Пока Ежов и прочие члены самоваровской комиссии корпели в канцелярии, я слонялся по заставе или уходил в лес, где выбирал дерево и долго стоял с ним в обнимку, как какой-нибудь пьяный есенинский герой. Отупение, равнодушие ко всему, что делалось вокруг, были сильнее страха и стыда.
- Что с вами, товарищ старший лейтенант? – Самоваров, всегда с благодушной иронией обращавшийся ко мне на «ты» и по имени-отчеству, сказал это во время ужина, когда я не притронулся ни к сиговой икре, ни к жареной свинине. Сказал таким голосом, что Ежов и прочие перестали чавкать. Я ответил, что мне нездоровится. Хотя мог бы и не отвечать. Мог бы ничего не говорить, а просто выйти из-за стола и отправиться спать. Или вовсе уйти к чертовой матери куда глаза глядят – хоть в Финляндию, до которой было не более километра. Потому что ни громокипящий полковничий гнев, ни взыскания, ни даже тюрьма за дезертирство и переход государственной границы уже не были страшны для меня. А страшен был только солдат из Нижнего Новгорода, повесившийся на брючном ремне. Он стал моим проклятием. Он лишил меня радости и смысла существования. И еще не известно, кто тогда был более мертвым – он или я.

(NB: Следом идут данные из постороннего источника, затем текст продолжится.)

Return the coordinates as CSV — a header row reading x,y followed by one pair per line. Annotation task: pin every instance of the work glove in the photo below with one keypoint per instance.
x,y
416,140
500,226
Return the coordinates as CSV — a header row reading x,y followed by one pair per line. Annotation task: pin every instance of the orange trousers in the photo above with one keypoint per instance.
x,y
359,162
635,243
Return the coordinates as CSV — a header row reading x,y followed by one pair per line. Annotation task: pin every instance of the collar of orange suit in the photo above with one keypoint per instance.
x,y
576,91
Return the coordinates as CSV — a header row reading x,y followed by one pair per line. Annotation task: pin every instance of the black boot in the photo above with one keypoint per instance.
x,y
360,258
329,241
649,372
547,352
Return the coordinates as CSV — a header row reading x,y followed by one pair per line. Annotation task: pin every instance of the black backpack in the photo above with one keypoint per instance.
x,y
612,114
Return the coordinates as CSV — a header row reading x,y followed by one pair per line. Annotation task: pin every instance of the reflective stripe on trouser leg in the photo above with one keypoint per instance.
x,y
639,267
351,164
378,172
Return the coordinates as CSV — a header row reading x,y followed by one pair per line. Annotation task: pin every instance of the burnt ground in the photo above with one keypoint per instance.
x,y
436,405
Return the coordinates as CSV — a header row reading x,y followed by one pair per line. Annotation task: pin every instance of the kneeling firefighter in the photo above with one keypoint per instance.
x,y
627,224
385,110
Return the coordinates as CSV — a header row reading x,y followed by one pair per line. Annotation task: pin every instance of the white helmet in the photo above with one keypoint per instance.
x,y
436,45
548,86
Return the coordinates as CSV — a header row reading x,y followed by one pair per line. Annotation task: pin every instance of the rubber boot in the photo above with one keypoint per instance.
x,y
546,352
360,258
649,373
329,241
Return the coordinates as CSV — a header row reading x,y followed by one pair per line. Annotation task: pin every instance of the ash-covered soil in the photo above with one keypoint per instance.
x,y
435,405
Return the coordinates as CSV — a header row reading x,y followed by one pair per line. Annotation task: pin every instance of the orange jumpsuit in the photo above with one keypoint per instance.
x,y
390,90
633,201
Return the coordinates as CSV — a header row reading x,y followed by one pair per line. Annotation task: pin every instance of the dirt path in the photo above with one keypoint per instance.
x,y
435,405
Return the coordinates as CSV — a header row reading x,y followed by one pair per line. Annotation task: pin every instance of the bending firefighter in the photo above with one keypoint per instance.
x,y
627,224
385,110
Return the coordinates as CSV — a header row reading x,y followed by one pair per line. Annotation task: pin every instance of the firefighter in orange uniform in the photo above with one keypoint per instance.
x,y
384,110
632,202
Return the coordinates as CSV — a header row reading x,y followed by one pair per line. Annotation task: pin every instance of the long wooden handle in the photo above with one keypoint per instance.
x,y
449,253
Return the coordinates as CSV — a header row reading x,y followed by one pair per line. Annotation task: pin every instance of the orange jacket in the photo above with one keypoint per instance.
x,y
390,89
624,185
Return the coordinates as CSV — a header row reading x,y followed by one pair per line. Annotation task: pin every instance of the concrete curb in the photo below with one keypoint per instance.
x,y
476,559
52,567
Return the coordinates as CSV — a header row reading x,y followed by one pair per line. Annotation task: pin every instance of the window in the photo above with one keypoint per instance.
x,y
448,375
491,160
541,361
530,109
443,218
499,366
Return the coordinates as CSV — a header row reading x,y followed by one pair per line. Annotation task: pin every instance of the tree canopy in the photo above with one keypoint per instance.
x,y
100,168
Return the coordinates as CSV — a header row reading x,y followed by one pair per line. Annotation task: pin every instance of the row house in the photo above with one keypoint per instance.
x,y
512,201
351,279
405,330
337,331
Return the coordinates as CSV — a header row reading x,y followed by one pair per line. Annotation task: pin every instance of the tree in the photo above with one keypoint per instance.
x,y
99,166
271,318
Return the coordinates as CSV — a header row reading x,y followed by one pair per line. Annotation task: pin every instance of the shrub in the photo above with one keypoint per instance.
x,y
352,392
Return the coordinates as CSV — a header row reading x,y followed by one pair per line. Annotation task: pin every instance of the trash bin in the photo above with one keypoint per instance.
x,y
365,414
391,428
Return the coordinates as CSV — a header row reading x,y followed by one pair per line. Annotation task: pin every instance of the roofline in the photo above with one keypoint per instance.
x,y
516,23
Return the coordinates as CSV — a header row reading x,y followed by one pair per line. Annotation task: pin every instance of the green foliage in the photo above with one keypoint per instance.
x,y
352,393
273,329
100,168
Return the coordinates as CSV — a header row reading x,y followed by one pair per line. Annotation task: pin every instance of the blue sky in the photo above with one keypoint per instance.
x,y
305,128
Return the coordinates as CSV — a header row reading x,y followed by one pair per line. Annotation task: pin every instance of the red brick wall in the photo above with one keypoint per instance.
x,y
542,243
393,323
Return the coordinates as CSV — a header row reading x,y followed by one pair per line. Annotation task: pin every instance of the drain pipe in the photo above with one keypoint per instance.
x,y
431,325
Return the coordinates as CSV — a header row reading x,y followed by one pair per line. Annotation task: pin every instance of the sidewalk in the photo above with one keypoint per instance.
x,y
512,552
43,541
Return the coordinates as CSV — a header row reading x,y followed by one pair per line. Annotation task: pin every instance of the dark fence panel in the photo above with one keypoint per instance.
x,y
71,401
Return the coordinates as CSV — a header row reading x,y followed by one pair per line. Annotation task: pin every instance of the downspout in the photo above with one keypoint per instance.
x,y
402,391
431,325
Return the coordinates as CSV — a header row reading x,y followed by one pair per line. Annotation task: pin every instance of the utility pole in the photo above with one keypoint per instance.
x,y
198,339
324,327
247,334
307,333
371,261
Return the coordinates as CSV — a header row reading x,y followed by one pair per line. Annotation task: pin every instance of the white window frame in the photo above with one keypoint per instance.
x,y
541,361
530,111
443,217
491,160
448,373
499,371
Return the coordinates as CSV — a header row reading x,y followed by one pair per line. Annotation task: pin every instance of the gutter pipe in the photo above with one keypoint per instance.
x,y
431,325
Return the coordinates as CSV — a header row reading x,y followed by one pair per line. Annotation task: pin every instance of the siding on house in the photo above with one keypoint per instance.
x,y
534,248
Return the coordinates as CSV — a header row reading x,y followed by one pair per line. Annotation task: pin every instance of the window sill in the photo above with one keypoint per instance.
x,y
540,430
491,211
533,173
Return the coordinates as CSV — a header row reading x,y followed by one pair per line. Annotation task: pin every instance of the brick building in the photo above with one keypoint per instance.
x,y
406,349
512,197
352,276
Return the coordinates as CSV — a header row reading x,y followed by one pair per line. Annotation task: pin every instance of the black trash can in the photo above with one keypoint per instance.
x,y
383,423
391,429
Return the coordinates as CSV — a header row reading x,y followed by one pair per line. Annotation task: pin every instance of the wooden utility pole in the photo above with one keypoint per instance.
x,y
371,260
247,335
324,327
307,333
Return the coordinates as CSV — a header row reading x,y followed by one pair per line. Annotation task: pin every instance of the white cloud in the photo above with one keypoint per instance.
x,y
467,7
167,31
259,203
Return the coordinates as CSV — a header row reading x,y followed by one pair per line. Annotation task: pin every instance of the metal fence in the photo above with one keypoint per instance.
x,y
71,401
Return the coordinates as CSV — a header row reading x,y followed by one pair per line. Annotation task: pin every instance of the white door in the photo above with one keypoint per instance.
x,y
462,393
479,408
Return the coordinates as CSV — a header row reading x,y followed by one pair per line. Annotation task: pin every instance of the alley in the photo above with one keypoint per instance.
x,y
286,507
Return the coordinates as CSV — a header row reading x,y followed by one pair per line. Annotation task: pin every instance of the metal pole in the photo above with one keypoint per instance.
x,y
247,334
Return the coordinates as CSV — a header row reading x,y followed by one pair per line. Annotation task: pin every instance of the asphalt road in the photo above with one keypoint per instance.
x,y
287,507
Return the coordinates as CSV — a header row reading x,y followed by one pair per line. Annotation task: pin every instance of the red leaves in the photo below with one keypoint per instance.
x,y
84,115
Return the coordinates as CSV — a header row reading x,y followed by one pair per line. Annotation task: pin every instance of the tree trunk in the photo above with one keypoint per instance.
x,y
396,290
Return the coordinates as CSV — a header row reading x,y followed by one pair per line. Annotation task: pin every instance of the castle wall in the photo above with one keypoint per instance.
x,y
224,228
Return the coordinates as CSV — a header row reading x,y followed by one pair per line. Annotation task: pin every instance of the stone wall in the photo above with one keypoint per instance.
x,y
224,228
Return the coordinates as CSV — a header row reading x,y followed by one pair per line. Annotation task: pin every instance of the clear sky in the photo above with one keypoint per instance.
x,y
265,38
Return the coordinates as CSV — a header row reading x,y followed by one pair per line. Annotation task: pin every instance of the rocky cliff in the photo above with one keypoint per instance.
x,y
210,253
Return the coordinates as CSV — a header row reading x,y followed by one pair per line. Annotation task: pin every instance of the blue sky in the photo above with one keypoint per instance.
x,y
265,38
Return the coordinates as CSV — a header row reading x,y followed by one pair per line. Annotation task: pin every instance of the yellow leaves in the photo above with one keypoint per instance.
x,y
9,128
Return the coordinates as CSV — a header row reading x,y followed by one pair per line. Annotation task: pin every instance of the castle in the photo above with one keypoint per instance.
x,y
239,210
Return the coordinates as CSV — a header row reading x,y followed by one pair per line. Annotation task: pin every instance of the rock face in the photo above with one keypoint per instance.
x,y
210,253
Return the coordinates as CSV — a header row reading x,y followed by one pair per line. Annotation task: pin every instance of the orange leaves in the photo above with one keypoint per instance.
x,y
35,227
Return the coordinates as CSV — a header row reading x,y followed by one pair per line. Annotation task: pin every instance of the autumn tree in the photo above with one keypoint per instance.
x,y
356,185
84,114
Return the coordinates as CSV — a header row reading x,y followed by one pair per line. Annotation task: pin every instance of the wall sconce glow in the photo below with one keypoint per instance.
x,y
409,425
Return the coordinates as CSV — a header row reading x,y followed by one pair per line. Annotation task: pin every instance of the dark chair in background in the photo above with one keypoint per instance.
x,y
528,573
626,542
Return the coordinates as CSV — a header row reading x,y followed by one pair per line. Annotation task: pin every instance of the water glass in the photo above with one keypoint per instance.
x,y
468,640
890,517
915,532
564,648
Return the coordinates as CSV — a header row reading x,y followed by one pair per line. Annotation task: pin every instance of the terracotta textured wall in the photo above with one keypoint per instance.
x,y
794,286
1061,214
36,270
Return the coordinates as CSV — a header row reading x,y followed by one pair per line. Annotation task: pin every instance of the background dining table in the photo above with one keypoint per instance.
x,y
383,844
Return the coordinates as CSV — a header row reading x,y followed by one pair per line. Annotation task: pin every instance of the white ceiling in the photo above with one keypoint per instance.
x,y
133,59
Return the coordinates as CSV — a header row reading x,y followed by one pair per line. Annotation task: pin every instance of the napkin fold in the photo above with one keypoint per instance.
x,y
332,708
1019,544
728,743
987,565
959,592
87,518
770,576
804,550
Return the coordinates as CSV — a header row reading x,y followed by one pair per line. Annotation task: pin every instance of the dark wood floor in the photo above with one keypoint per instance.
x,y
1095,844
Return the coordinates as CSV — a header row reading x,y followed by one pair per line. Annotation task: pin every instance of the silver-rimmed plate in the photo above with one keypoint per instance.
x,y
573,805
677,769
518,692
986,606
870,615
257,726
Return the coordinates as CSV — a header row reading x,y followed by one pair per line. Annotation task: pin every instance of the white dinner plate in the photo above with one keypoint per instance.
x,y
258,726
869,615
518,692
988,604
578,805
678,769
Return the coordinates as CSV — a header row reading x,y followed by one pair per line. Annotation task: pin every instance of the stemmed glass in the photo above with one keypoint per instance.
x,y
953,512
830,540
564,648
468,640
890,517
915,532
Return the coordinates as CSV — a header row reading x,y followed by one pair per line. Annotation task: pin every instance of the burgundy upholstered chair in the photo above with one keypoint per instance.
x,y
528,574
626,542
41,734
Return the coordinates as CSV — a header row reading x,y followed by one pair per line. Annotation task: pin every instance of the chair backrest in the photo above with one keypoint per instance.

Не помню, сколько прошло времени – день, два, три… Помню, моросил дождик, я слонялся по плацу. Какие-то солдаты в курилке обсуждали гарнизонное происшествие, и я услышал эти слова:
- …братан мой, вздернувшийся-то… Мы с ним вместе на сборном пункте были. В одном поезде ехали…
Говорил долговязый веснушчатый ефрейтор.
- Ты ошибаешься, солдат, - сказал я ему – это я вез прошлой осенью команду, но тебя там не было.
- Никак нет, - удивился он, – нас вез капитан Глыбин. Вернее, это мы его везли – конопатый обнажил мелкие гниловатые зубки.
- Он пьяный чуть с моста в Волхов не упал, - добавил он, хихикнув.
Курившие пограничники вяло засмеялись. А я шагнул к ефрейтору и схватил его за рукав.
- Какой Волхов, солдат! Опомнись!
И тут меня как подбросило.
- Постой, постой, так ты из Новгорода? Из Великого? Не из Нижнего?
- Так точно, из Великого. Вернее, из Старой Руссы. А тот, что вздернулся, Федька, так он из самого Новгорода.
Я рванул в казарму. Связался со строевым отделением и убедился, что повесившийся был привезен из Новгорода Великого. Почему я не сделал этого сразу? Мне захотелось побежать к курилке и расцеловать долговязого ефрейтора в его конопатую физиономию. Я был спасен. Я мог жить дальше. Я мог снова пьянеть от весеннего воздуха и от мысли о скором перемещении на гражданку. Я мог читать книги, есть с аппетитом, лицедействовать и спокойно ждать увольнения. А сняв навсегда форму – жить, писать стихи, влюбляться, воспитывать детей.

…И все-таки что-то треснуло внутри, сломалось какое-то крохотное, но весьма важное колесико, какая-то шестереночка перестала работать. И сложный, громоздкий механизм души нет-нет, да и дает теперь сбои, тяжким глубинным скрипом напоминая: не ладно внутри. Но понять, что именно не в порядке, в суете трудно. Бывает, по ночам, лежа рядом с сопящей женой, копаешься в себе по-дилетантски, и вдруг понимаешь, что в тебе сломано, и уже не спишь до утра. А утром приходит спасительный хаос повседневности и забирает тебя целиком. Так и живешь. Одно слово – гражданка.